Bank of Canada Set to Hold Rates at 2.25% Amid New Inflationary Threats

by admin477351

Economists expect the Bank of Canada to keep its key interest rate at 2.25 per cent this week, marking a period of stability in policy. Despite the hold, the bank is expected to deliver a stern warning about the potential for rising oil prices to disrupt the economy. This shift toward a “hawkish” outlook reflects the bank’s desire to stay ahead of any potential inflation spikes.

The primary driver of this concern is the massive increase in oil prices, which have jumped over 40 per cent recently. The war in the Middle East and the closure of the Strait of Hormuz have created a global supply crunch. For Canadians, this means higher costs at the pump and a potential increase in the price of imported goods and groceries monitored by the Bank of Canada.

Josh Nye of RBC Global Asset Management points out that inflation is currently near the target but is likely to rise. The combination of energy shocks and the “base effect” of previous tax changes will likely push the CPI above the 3 per cent mark. This makes the Bank of Canada’s upcoming communication a vital part of its inflation-fighting toolkit.

Fortunately, the Canadian economy currently has more “breathing room” than it did during the 2022 crisis.

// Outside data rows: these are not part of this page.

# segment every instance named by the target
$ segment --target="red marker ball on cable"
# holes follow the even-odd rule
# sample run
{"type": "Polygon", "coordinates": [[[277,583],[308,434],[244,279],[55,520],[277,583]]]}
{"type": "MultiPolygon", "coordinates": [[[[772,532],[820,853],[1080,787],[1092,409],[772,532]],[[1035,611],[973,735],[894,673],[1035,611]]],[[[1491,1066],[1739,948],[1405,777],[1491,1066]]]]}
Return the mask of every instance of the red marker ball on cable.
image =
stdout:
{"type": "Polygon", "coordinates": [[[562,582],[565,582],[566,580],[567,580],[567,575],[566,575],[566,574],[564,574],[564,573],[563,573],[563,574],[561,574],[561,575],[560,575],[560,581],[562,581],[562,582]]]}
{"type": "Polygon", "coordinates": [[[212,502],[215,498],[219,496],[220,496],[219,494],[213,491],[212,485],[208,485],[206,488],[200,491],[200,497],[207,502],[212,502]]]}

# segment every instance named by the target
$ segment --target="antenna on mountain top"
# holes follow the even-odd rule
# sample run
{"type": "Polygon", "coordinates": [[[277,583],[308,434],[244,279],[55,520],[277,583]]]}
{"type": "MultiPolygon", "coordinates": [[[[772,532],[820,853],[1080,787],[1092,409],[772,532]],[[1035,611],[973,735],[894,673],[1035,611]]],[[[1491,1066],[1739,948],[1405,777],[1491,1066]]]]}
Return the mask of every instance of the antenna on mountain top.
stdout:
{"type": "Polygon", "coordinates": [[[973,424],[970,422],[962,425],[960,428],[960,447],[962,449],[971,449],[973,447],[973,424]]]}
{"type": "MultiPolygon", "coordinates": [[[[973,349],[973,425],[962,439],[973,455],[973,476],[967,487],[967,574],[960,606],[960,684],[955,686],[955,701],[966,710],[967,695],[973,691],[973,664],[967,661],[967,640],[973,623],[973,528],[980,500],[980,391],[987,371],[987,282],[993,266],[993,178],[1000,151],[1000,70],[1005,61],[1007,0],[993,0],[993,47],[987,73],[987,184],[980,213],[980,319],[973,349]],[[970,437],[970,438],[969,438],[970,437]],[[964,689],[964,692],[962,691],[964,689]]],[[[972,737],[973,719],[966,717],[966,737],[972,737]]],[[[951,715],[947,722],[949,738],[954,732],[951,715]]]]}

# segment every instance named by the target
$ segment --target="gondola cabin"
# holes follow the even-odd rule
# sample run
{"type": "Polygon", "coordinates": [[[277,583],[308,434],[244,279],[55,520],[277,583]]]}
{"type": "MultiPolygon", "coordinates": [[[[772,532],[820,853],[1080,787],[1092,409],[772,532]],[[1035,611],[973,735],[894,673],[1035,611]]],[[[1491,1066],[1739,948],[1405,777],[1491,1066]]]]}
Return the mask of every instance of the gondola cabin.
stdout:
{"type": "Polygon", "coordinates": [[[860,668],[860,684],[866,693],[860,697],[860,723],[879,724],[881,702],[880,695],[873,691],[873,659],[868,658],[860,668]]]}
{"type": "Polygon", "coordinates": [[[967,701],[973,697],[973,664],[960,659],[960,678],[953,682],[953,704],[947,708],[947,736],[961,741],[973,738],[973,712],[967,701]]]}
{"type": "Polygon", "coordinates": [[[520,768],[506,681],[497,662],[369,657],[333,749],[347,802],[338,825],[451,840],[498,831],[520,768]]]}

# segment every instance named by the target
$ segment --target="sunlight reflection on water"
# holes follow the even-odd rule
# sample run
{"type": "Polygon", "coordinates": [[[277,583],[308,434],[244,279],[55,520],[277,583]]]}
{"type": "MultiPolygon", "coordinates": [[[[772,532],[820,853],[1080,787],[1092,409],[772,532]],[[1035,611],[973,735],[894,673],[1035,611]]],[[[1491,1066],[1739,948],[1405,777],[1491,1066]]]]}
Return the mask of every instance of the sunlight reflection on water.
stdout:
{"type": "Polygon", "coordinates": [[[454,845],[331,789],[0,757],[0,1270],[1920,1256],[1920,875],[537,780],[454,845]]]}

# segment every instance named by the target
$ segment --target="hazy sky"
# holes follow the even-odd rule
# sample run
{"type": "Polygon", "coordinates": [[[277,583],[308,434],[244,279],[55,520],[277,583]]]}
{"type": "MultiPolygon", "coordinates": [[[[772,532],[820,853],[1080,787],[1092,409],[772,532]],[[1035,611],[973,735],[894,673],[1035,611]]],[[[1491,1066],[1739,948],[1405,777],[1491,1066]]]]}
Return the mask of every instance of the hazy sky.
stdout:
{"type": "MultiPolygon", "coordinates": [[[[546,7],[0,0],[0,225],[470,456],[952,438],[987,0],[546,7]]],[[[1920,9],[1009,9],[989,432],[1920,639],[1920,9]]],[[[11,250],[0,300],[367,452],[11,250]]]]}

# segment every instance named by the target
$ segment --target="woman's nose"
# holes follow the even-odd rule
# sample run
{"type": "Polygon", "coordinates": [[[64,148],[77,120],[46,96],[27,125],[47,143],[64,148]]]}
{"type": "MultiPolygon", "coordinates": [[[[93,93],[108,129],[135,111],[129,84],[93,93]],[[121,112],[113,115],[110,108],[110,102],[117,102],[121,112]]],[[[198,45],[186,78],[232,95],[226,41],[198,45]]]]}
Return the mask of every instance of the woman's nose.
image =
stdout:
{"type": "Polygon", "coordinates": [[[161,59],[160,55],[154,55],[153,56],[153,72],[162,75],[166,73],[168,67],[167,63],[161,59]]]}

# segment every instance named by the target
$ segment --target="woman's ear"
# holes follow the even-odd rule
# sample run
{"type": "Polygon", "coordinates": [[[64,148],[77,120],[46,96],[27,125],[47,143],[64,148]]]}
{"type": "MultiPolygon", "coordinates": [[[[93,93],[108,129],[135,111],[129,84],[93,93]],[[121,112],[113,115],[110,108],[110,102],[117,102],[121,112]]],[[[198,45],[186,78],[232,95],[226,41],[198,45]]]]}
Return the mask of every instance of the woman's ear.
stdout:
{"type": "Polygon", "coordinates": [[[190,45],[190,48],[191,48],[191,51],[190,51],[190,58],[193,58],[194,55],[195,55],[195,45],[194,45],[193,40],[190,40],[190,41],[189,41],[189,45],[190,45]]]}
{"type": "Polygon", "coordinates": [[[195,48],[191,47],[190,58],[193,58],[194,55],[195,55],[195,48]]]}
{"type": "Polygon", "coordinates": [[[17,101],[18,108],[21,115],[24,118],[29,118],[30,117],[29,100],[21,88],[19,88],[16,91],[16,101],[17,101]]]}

With unemployment higher and fiscal policy less aggressive, the risk of a permanent inflation spiral is lower. The Bank of Canada can afford to look through temporary commodity shocks as long as they do not become embedded in broader consumer expectations.

The Bank of Canada’s message this Wednesday will likely be one of “conditional stability.” While the interest rate remains unchanged for now, the bank will make it clear that it is prepared to act if the situation worsens. This balanced approach aims to support economic growth while ensuring that gains against inflation are not lost.